Strains on the healthcare system in the UK create an acute need for finding more effective, efficient, safe, and accurate non-invasive imaging solutions for clinical decision-making, both in terms of diagnosis and prognosis, and to reduce unnecessary treatment procedures and associated costs. Medical imaging is currently undergoing a step-change facilitated through the advent of artificial intelligence (AI) techniques, in particular deep learning and statistical machine learning, the development of targeted molecular imaging probes and novel "push-button" imaging techniques. There is also the availability of low-cost imaging solutions, creating unique opportunities to improve sensitivity and specificity of treatment options leading to better patient outcome, improved clinical workflow and healthcare economics. However, a skills gap exists between these disciplines which this CDT is aiming to fill.

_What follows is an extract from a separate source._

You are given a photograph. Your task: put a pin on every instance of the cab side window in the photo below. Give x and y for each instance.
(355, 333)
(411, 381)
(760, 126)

Consistent with our vision for the CDT in Smart Medical Imaging to train the next generation of medical imaging scientists, we will engage with the key beneficiaries of the CDT: (1) PhD students & their supervisors; (2) patient groups & their carers; (3) clinicians & healthcare providers; (4) healthcare industries; and (5) the general public. We have identified the following areas of impact resulting from the operation of the CDT.

- Academic Impact: The proposed multidisciplinary training and skills development are designed to lead to an appreciation of clinical translation of technology and generating pathways to impact in the healthcare system. Impact will be measured in terms of our students' generation of knowledge, such as their research outputs, conference presentations, awards, software, patents, as well as successful career destinations to a wide range of sectors; as well as newly stimulated academic collaborations, and the positive effect these will have on their supervisors, their career progression and added value to their research group, and the universities as a whole in attracting new academic talent at all career levels.

- Economic Impact: Our students will have high employability in a wide range of sectors thanks to their broad interdisciplinary training, transferable skills sets and exposure to industry, international labs, and the hospital environment. Healthcare providers (e.g. the NHS) will gain access to new technologies that are more precise and cost-efficient, reducing patient treatment and monitoring costs. Relevant healthcare industries (from major companies to SMEs) will benefit and ultimately profit from collaborative research with high emphasis on clinical translation and validation, and from a unique cohort of newly skilled and multidisciplinary researchers who value and understand the role of industry in developing and applying novel imaging technologies to the entire patient pathway.

- Societal Impact: Patients and their professional carers will be the ultimate beneficiaries of the new imaging technologies created by our students, and by the emerging cohort of graduated medical imaging scientists and engineers who will have a strong emphasis on patient healthcare. This will have significant societal impact in terms of health and quality of life. Clinicians will benefit from new technologies aimed at enabling more robust, accurate, and precise diagnoses, treatment and follow-up monitoring. The general public will benefit from learning about new, cutting-edge medical imaging technology, and new talent will be drawn into STEM(M) professions as a consequence, further filling the current skills gap between healthcare provision and engineering.

We have developed detailed pathways to impact activities, coordinated by a dedicated Impact & Engagement Manager, that include impact training provision, translational activities with clinicians and patient groups, industry cooperation and entrepreneurship training, international collaboration and networks, and engagement with the General Public.